Les Français ont vu, avec effroi et dégoût, les attaques contre les symboles les plus sacrés de notre Histoire, contre ce qui fait la France, comme le saccage tout près de la tombe du soldat inconnu au pied de l’Arc de Triomphe. Les Français ont aussi vu les policiers et les gendarmes en première ligne pour protéger ces symboles, pour protéger les manifestants, et qui ont tenu, avec sang-froid, avec professionnalisme, et malgré un degré de violence inégalé. Ils n’ont pas vacillé. Ils ont servi, avec honneur et avec courage.

C’est pourquoi le Gouvernement veut ici vous remercier, vous, l’ensemble des forces de l’ordre qui ont été mobilisées chaque week-end, pendant des mois, lors des très nombreuses manifestations de gilets jaunes, pour préserver l’ordre républicain à Paris, et, en province. Les CRS, les équipes de gendarmerie mobiles, les unités de la Préfecture de Police de Paris mais aussi les unités territoriales de police et de gendarmerie.

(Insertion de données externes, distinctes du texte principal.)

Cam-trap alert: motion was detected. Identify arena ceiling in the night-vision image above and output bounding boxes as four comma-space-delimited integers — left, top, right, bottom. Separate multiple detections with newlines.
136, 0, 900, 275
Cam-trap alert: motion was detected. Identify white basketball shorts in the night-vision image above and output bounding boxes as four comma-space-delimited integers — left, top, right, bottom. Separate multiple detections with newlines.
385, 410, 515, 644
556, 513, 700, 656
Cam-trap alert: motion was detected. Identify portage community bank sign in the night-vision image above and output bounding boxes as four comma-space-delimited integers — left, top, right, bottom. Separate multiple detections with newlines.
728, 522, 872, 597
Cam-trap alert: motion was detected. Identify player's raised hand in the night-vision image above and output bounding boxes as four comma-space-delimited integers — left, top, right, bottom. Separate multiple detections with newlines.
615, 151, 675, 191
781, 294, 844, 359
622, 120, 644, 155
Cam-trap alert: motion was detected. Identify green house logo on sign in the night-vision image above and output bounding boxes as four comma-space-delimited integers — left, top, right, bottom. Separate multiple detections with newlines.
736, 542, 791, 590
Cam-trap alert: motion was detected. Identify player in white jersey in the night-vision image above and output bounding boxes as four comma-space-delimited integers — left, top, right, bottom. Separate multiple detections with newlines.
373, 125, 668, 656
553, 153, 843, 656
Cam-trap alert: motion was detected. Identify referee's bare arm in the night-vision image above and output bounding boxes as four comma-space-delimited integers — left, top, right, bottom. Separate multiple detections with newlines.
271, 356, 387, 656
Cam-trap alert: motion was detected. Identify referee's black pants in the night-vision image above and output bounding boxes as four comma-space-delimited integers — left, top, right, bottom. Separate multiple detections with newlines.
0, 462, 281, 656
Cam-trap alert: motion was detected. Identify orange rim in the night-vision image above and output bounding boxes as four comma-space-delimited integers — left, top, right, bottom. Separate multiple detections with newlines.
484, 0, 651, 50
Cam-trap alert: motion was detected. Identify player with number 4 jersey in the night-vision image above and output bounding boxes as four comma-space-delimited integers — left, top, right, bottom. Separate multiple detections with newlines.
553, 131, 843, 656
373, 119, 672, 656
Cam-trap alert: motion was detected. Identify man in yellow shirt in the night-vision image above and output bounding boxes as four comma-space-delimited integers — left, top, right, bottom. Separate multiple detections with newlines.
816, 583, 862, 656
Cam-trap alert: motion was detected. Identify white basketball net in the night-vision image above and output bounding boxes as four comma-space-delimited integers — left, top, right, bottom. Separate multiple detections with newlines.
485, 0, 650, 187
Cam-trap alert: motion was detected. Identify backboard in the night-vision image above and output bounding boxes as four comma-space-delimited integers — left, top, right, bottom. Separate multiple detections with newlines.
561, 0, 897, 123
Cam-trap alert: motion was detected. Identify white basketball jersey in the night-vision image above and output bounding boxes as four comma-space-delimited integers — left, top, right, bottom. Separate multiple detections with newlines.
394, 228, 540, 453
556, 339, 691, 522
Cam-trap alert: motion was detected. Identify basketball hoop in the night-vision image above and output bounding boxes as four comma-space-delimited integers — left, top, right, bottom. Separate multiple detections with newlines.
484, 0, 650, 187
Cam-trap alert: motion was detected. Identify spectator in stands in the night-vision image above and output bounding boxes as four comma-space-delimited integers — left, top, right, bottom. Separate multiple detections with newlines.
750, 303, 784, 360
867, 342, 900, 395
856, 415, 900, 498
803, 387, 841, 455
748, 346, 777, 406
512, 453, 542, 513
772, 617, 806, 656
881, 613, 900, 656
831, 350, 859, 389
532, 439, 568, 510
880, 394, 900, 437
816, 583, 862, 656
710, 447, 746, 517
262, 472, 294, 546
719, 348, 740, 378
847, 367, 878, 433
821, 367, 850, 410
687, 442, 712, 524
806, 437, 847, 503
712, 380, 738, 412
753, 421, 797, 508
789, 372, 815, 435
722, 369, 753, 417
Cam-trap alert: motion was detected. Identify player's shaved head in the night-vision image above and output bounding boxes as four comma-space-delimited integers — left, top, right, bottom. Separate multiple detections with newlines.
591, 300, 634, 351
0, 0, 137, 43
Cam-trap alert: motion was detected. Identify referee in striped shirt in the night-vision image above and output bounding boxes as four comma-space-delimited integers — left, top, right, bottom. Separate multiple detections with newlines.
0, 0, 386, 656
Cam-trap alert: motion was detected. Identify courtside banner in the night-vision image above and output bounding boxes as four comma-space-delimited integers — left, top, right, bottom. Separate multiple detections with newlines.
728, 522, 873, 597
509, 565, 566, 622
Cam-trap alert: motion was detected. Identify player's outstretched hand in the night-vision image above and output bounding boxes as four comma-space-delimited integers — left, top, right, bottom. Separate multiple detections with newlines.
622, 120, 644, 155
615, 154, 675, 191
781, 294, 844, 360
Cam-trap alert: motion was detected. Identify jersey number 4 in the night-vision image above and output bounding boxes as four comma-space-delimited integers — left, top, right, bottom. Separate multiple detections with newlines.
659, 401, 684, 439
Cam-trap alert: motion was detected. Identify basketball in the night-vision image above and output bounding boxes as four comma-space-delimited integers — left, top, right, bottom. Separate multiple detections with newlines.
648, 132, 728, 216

Nous voulons aussi avoir, avec Marlène Schiappa, une pensée toute particulière et exprimer notre profonde sympathie pour les 2000 policiers et gendarmes blessés lors de ces manifestations. Réaffirmons que toute violence contre les forces de l’ordre est inacceptable. Car attaquer un policier, attaquer un gendarme, c’est attaquer la République. Vous pourrez toujours compter sur notre soutien dans l’exercice difficile de vos missions, un exercice exigeant et dangereux mais indispensable.

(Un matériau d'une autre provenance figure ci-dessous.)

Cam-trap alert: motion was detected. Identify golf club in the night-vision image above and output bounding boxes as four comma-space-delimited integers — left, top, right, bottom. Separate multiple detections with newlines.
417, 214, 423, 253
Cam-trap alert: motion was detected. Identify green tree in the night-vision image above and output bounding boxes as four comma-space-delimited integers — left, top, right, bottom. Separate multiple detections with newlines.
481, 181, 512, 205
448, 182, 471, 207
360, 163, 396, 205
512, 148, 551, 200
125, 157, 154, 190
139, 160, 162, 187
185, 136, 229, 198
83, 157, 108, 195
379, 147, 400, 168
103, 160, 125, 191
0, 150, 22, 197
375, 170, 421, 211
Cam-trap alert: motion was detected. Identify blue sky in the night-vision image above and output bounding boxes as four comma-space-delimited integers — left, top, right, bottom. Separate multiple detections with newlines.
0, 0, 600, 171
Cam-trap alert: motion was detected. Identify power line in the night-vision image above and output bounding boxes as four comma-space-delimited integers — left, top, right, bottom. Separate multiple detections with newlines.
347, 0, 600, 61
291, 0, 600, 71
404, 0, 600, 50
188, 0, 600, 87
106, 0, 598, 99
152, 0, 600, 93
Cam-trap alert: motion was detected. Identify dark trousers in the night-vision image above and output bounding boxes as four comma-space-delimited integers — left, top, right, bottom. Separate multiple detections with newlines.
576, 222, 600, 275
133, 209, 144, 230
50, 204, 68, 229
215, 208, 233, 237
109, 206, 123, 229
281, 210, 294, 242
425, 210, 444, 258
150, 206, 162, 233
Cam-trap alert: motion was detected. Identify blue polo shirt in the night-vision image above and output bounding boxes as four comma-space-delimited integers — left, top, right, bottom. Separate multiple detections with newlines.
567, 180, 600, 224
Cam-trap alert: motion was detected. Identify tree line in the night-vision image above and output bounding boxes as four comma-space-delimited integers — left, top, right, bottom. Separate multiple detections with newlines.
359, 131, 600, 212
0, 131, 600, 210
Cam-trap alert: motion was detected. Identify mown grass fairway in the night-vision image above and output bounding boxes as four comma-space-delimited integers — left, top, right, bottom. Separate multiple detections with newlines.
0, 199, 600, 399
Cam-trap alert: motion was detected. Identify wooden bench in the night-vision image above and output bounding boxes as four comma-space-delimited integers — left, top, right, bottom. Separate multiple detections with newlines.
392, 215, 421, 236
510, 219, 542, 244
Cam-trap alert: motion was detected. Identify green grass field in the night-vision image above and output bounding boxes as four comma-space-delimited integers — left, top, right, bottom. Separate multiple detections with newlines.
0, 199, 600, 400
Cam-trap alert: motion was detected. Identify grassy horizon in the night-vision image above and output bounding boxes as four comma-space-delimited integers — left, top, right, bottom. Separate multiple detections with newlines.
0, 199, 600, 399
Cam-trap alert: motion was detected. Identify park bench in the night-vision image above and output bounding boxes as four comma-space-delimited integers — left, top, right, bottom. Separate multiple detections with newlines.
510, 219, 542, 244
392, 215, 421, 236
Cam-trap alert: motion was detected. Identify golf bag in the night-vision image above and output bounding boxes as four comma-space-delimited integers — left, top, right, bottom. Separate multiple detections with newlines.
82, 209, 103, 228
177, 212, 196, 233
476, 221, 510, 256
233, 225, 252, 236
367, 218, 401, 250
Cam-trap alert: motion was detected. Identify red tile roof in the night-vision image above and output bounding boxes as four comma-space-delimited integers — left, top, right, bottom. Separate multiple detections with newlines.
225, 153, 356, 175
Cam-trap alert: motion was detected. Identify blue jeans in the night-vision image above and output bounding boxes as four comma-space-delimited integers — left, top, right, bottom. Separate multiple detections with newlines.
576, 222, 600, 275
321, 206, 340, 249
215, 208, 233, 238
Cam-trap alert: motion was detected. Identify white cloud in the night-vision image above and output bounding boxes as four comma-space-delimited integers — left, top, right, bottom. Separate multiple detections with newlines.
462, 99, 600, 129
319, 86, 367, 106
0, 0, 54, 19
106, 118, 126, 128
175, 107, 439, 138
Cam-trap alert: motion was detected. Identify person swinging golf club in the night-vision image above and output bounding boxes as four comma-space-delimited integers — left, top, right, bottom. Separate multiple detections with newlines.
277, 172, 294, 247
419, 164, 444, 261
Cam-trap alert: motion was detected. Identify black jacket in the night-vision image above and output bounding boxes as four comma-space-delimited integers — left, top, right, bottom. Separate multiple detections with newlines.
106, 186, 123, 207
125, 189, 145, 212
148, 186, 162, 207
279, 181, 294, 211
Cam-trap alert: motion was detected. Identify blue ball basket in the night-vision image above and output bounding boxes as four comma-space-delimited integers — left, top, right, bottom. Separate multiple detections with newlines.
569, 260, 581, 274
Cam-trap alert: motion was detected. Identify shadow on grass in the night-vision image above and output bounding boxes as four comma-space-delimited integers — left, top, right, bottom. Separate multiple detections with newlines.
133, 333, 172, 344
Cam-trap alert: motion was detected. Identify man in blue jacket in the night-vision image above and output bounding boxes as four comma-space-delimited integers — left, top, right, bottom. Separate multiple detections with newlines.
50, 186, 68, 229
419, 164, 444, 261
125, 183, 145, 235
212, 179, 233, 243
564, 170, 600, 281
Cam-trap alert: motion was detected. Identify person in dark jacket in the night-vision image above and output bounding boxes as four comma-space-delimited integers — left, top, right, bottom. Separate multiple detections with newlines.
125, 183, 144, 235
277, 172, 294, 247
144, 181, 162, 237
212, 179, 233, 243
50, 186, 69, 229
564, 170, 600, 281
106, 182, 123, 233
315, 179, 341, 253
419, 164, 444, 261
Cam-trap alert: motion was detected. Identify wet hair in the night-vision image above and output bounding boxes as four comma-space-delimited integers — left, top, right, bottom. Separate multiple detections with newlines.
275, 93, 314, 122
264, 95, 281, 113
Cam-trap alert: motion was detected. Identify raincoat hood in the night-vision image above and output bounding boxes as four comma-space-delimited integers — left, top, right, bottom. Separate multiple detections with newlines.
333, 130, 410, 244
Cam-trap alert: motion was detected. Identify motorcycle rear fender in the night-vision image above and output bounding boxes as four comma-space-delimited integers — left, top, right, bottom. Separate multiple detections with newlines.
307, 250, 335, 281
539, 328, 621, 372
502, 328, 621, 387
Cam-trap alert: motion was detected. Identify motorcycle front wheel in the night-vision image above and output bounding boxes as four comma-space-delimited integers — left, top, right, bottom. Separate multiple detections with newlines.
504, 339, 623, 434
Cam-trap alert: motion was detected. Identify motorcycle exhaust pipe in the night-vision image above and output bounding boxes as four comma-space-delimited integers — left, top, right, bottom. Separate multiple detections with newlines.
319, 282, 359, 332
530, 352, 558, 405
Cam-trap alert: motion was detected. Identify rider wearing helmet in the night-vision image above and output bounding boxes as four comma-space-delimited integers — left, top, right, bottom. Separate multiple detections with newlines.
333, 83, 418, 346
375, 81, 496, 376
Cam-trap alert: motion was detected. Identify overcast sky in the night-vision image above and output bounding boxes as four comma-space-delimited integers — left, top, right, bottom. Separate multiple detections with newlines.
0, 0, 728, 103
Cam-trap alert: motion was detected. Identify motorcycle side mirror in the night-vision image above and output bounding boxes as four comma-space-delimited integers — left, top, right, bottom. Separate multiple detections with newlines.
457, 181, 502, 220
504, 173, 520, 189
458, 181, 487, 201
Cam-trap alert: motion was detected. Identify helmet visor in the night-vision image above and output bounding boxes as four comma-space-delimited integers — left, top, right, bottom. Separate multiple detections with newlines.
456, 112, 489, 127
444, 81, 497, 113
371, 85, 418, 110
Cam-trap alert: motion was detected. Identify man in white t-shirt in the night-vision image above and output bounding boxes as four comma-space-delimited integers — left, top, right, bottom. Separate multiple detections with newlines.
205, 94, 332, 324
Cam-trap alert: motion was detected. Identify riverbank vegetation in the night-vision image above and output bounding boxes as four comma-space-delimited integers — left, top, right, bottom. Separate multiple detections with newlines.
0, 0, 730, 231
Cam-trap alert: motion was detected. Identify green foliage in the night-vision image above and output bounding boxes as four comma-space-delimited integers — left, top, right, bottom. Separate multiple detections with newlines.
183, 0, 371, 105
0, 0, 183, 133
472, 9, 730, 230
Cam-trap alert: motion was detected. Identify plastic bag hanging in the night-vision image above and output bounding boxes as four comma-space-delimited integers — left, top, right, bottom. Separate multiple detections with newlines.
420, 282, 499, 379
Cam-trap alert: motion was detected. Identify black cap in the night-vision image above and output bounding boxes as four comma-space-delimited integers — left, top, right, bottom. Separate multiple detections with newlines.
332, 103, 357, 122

Et je sais pouvoir compter sur votre engagement pour la nouvelle journée de mobilisation des « Gilets jaunes » de demain. Qu’on les appelle Black Blocs, ultra-jaune, ultra-gauche, ultra- droite, la République ne peut pas reculer devant le mal extrémiste. Les soldats de la loi et de la volonté générale doivent et vont s’imposer. Répétons haut et fort, chaque jour, une évidence démocratique : le monopole de l’usage de la force appartient aux représentants de l’Etat, aux policiers et aux gendarmes qui maintiennent l’ordre républicain en toutes circonstances. Cet ordre est la condition de la Liberté. Car dans notre démocratie, chacun peut exprimer ses opinions, se réunir librement, manifester sur la voie publique, en exerçant ses droits politiques dès lors qu’il ne trouble pas l’ordre public. La violence ne sera jamais un moyen d’action. L’Etat n’acceptera pas, sous peine de s’effondrer, que les opinions s’expriment à travers des actes violents et inacceptables.

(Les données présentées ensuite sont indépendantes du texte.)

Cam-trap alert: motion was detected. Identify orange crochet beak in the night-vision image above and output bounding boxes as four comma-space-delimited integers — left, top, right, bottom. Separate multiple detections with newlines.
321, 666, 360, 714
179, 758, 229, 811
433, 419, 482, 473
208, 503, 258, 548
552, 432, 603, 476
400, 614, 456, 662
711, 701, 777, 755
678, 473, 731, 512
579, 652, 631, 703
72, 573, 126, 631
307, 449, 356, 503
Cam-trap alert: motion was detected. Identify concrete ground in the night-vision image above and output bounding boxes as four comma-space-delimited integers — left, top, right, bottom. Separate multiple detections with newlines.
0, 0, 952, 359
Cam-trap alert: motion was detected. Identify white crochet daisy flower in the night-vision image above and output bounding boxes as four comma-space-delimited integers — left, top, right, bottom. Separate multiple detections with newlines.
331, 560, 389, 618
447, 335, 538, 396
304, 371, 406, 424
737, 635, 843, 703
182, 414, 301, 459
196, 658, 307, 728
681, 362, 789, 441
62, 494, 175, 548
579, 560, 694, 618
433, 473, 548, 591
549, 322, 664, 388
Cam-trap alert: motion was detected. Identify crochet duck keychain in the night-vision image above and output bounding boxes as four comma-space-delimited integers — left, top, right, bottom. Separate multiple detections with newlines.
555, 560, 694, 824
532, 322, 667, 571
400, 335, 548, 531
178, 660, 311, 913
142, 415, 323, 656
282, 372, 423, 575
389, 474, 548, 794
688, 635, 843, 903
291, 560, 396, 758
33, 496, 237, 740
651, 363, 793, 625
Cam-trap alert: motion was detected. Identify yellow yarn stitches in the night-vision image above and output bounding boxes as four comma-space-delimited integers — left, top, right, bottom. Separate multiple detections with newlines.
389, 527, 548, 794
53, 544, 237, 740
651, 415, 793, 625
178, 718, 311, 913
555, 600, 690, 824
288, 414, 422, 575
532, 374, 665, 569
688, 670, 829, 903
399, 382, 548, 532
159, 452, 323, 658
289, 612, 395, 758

« L'ordre, et l'ordre seul, fait en définitive la liberté. Le désordre fait la servitude. » écrivait déjà le grand Péguy. C’est l’ordre républicain qui rend possible la liberté d’expression, de réunion, de manifestation. C’est vous, CRS, qui permettez à nos valeurs de ne pas se cantonner à un concept dans des livres ou des expressions, mais bien de se traduire concrètement dans la vie des Français. Et ce sont ces libertés fondamentales que le schéma de maintien de l’ordre entend préserver.

Manifester est un droit garanti constitutionnellement. C’est une richesse pour chacun des citoyens Chaque français, chaque citoyen de notre pays peut défiler, déclamer son engagement, crier son opposition ou ses propositions. Même, et surtout lorsque cela déplait au pouvoir et à la majorité, l’honneur de la République est de laisser ceux qui ne sont pas d’accord le dire et sa fierté est de les protéger.

C’est pour ce stade avancé de notre civilisation que nos aînés ont fait la Révolution, que les soldats de l’An II ont combattu les ennemis de la République, que les Résistants ont mis fin à la domination des idéologies mortifères. Liberté, liberté chérie, les plus beaux mots de notre Marseillaise, c’est vous qui les protégez.
Mais pour exercer sa liberté, il faut l’encadrer pour que l’Etat de droit existe, il faut parfois l’imposer.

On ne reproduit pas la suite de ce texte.